Counties recognize the importance of high-quality child care as a foundation to healthy development in young children that boosts their long-term educational and employment outcomes. Additionally, investments in quality child care are a critical aspect of workforce development, as lack of access to affordable, quality child care represents a common barrier for low-income parents seeking to access employment. Programs to invest in training and retention for the child care workforce similarly offer pathways to more sustainable employment in that profession.
Therefore, county governments play a significant role in local child care systems, whether by administering federal human services programs that subsidize care or contributing local dollars to efforts with cross-sector partners to build the supply of high-quality child care. The COVID-19 crisis has created new challenges and opportunities for county leaders and our intergovernmental partners to invest in sustainable solutions that boost the supply of safe and affordable child care.

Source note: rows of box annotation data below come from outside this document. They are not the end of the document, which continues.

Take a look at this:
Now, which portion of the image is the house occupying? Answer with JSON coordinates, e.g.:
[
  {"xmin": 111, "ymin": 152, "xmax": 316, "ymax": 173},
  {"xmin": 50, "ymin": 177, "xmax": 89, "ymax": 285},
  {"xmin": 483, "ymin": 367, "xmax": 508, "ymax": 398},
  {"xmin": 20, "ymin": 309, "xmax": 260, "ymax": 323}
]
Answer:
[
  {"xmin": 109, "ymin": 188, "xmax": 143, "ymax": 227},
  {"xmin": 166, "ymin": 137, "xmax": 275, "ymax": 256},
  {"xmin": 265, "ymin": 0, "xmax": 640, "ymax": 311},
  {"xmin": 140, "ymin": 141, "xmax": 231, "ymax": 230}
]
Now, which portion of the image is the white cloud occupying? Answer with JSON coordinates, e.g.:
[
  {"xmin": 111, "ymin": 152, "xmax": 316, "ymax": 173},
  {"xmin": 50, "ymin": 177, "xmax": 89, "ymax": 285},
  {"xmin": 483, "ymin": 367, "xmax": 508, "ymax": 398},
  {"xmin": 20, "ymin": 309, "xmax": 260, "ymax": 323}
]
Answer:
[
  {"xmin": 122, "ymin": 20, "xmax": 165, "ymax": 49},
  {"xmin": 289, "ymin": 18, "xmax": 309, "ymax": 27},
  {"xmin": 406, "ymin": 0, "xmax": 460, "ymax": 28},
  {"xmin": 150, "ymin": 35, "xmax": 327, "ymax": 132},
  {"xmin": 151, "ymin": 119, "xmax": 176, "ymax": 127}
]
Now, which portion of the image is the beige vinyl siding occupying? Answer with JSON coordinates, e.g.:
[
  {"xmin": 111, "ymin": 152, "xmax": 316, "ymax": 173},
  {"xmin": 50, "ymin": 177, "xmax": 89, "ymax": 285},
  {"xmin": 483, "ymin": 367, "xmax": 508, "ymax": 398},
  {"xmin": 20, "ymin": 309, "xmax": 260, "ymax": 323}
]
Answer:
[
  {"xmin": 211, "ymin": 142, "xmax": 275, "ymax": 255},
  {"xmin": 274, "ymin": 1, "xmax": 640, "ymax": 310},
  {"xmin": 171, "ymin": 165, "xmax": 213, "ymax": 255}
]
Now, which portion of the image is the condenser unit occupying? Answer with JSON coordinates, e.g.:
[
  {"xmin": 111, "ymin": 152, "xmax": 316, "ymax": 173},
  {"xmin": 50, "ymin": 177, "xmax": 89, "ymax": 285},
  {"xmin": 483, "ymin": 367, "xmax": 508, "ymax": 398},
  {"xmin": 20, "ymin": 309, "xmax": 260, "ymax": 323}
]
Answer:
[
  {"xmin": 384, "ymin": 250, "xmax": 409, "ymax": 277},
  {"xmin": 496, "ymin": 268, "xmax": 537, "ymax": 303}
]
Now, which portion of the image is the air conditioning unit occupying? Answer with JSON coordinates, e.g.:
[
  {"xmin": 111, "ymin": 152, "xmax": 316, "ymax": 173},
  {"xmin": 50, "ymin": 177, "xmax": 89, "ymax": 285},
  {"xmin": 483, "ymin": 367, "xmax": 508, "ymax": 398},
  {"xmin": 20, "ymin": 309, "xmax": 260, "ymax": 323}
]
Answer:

This toolkit provides an overview of the county role in child care, the impact of the COVID-19 pandemic on the child care industry, and how counties can utilize federal policy levers to respond to the negative economic impacts of COVID-19 through targeted investments in child care. It also provides an overview of various legislative proposals aiming to stabilize the sector in the long term.
While federal child care programs are primarily regulated at the state level, counties can play a significant role in licensing child care providers, offering child care assistance to low-income residents, referring families to child care resources and providing local funding to help build the supply of child care.
In Colorado, Minnesota, North Carolina, North Dakota, New York, Ohio, Virginia and Wisconsin, county governments are also responsible for administering the federal Child Care and Development Fund (CCDF), which subsidizes child care costs for eligible low-income families. CCDF is comprised of both a mandatory component (not subject to the annual appropriations process), the Child Care Entitlement to States (CCES), and a discretionary portion, the Child Care and Development Block Grant (CCDBG), which Congress must fund every fiscal year. Though CCES and CCDBG are allotted to states based on differing formulas, the law calls for integration in how they are spent at the state level. CCDF child care subsidies help low-income families with children under age 13 pay for child care so that parents can work or participate in training or education activities. Parents typically receive subsidies in the form of vouchers that they can use with a provider of their choice — such as a relative, neighbor, child care center, or after-school program. States and Territories have a great deal of flexibility to establish child care subsidy policies.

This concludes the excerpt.